Sample story: "Oh, f*ck. I forgot to rape my neighbour today. Still, with all the floods, her body's probably floating by. 'Help me, help me!' [Mimes swimming after her] 'Not your lucky day, is it?'"
And so on. He even dedicates his last trick of the evening to Robert Mugabe*, while occasionally sitting down to watch hardcore lesbian porn on his giant overhead projection screen.
But unlike a lot of comedians who tell jokes purely to shock, there's something approaching a coherent philosophy behind it all. It feels like a well developed world view of hate that also draws on human failings, desires and insecurities. 'Jerry Sadowitz' hates the world because he's a self-admitted 'ugly fucker' who has to pay for prostitutes. His non-stop stream of invective doesn't feel like jokes thrown out a random - there's a narrative stream guiding you from one end of the act to another.
But it's not all hate. While he's willing to make jokes at other comics' expenses ("What do you get if you cross Jimmy Carr with a stand-up comedian?") he's also very willing to praise the likes of Stewart Lee and George Carlin and to stand up for what he (seems) to believe in, as well as explaining to the bewildered that comedians might not always be serious about what they say.
Sadowitz is a bit of an acquired taste and usually you can find even the most devoted fan silent for select portions of the act. Of all the times, I've seen him though, this had probably the least quiet time, with surprisingly the magic tricks in the middle providing the areas of least entertainment despite their brilliance.
Definitely the funniest thing I've seen all year, though. I'll have to watch out for his gig next year, I suspect.

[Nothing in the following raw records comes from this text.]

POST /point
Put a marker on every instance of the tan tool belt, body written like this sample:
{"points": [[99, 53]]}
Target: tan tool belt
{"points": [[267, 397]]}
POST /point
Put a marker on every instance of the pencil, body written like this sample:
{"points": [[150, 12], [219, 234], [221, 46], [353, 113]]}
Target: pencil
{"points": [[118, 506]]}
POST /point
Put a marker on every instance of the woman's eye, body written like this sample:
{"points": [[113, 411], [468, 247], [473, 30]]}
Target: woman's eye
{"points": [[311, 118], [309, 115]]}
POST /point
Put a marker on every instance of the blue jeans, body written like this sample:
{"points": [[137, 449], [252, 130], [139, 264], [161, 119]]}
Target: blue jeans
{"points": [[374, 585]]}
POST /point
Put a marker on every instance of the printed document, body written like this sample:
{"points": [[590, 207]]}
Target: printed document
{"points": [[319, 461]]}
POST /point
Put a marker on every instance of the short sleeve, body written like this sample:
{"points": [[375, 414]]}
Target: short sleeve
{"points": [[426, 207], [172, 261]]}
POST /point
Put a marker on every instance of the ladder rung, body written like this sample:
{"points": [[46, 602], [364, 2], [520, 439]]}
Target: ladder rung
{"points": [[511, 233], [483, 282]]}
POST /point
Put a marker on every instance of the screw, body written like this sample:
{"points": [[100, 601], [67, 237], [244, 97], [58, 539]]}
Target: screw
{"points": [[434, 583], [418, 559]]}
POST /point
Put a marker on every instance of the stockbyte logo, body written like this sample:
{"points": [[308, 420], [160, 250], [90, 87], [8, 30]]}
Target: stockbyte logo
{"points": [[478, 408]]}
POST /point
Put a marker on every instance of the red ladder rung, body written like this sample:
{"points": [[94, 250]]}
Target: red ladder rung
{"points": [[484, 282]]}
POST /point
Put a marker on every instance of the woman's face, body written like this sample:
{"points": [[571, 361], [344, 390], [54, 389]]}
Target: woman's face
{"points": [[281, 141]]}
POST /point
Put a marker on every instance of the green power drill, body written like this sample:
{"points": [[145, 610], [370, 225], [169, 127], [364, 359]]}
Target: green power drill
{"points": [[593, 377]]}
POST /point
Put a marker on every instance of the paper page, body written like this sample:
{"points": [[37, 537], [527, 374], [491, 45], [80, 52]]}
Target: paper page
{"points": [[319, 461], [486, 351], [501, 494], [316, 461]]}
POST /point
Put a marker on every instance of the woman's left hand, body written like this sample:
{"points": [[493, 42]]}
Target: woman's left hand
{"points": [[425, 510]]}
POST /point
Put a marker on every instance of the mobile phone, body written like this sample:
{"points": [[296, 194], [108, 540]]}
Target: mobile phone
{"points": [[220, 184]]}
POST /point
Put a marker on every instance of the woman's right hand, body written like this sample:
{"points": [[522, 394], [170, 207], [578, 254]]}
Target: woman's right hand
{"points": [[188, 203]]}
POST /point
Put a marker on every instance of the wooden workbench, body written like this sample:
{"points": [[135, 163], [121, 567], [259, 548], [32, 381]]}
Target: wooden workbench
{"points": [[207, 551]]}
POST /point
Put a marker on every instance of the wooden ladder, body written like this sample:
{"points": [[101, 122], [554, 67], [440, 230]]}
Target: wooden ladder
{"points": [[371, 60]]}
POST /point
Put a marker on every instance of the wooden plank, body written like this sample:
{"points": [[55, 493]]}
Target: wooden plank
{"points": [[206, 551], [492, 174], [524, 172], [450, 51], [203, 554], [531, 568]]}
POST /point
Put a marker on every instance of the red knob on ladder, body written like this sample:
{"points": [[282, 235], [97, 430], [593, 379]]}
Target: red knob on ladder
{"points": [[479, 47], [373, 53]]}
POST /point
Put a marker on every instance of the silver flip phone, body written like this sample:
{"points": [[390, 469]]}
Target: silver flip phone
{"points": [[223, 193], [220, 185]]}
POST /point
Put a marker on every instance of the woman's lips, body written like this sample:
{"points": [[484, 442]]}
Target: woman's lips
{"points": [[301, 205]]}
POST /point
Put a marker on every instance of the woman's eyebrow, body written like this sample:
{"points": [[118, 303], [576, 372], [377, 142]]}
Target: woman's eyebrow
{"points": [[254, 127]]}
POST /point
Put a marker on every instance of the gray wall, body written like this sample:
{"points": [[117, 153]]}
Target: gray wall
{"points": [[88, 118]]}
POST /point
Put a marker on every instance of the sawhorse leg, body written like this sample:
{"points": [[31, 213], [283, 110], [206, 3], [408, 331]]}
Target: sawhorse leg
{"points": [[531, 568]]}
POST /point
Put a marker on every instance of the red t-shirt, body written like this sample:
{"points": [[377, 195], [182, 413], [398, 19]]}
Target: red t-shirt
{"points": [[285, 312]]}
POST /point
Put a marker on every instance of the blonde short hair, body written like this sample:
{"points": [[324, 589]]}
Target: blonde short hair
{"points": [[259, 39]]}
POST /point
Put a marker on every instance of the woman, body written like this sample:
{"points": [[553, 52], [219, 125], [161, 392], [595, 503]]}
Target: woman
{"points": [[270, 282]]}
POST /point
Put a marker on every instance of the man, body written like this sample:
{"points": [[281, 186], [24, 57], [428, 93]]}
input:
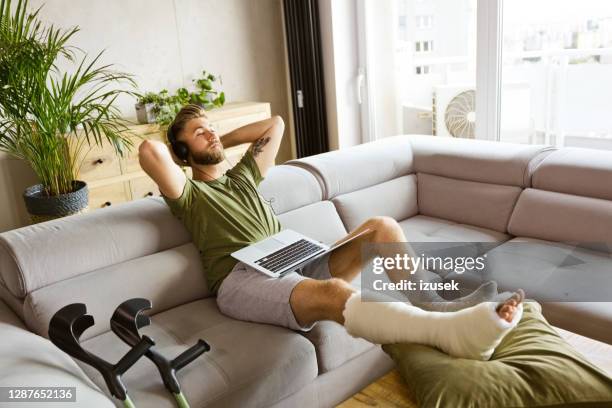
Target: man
{"points": [[224, 212]]}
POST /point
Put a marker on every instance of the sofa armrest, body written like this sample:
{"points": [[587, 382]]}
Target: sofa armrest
{"points": [[28, 360]]}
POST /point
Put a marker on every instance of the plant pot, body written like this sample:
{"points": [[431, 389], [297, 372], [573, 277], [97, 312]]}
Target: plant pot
{"points": [[42, 207], [145, 113]]}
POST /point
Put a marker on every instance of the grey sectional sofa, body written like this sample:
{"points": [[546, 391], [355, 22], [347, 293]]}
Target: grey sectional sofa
{"points": [[440, 190]]}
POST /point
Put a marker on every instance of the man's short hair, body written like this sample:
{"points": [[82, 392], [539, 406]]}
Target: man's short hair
{"points": [[187, 112]]}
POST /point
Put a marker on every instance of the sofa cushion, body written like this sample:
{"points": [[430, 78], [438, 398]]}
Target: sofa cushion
{"points": [[168, 278], [38, 255], [289, 187], [479, 204], [422, 228], [28, 360], [249, 365], [572, 283], [532, 367], [395, 198], [436, 237], [584, 172], [563, 217], [357, 167], [334, 346], [319, 221], [477, 160]]}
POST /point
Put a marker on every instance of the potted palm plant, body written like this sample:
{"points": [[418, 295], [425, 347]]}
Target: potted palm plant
{"points": [[48, 116]]}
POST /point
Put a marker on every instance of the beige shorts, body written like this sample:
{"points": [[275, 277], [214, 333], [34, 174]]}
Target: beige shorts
{"points": [[248, 295]]}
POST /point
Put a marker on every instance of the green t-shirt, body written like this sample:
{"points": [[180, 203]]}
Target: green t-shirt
{"points": [[225, 215]]}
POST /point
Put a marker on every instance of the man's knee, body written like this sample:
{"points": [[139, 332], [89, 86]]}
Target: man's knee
{"points": [[321, 299], [385, 228]]}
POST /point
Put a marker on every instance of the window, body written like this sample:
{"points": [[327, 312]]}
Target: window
{"points": [[557, 73], [422, 69], [424, 22]]}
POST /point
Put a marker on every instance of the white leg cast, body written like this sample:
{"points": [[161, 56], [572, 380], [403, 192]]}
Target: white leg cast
{"points": [[471, 333]]}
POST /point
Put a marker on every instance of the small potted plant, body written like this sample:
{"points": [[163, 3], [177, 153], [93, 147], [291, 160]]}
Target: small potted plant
{"points": [[145, 107], [206, 96], [162, 107], [47, 117]]}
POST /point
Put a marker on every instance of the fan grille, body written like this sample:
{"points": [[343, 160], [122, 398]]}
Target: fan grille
{"points": [[460, 115]]}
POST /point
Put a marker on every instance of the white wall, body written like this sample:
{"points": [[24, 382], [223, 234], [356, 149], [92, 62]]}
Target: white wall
{"points": [[165, 44]]}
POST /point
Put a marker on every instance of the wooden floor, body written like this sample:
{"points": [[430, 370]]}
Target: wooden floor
{"points": [[388, 392]]}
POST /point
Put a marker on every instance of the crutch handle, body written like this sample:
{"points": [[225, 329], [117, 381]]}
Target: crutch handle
{"points": [[190, 354]]}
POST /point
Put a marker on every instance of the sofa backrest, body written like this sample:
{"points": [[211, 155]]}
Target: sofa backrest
{"points": [[571, 200], [473, 182], [367, 180], [135, 249]]}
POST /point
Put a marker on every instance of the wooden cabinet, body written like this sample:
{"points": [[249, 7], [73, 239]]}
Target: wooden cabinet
{"points": [[112, 179]]}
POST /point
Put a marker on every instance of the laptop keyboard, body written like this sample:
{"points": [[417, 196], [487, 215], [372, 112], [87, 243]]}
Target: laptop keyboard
{"points": [[279, 260]]}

Audience: Happy to be there. No walk outs that I noticed. Tended to need to pee a lot. Quite a few seemed surprised that he was going to be so offensive. Which is surprising. Why were they there?
Programme: No programme
Not bad. Good acoustics. Weird bar that had two people handling three queues (queues? At a bar?), with one guy pouring and the other guy taking the cash. Very little leg room at the seats, so no one could pass you when they needed to leave.
* On the general grounds of Mugabe's unwillingness to submit to external demands from the "English ruling classes" and a desire to take his whole country down now rather than spend centuries in fealty. As I said, it does feel like a coherent world view at times.